My Father's Rifle
- Author: Hiner Saleem
- Original title: Le Fusil de mon père
- Translator: Catherine Temerson (English)
- Published: 2004 (Éditions du Seuil) (French) 2005 (Farrar, Straus and Giroux) (English)
- Publication date: 2004
- Publication place: France
- Published in English: 2005
- ISBN: 978-0-374-21693-1

= My Father's Rifle =

2004 novella by Hiner Saleem

My Father's Rifle: A Childhood in Kurdistan (French: Le Fusil de mon père) is a novella by Kurdish screenplay writer, writer, and film director Hiner Saleem, whose name is also transliterated as Huner Saleem and Huner Salim. Originally published in 2004 in France by Éditions du Seuil, the novella was published in English the following year by the American publishing company Farrar, Straus and Giroux. It was translated to English by Catherine Temerson.

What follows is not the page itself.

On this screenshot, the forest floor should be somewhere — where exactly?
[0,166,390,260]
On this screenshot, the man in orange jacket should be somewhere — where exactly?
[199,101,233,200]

The novella is a fictionalized account of Saleem's childhood in Iraqi Kurdistan during the 1960s and 1970s, presented as a first-person narrative by the protagonist Azad Shero Selim. It captures the experience of war and conflict from the perspective of a child from Akre, coming of age amidst the Kurdish struggle for independence led by Mustafa Barzani.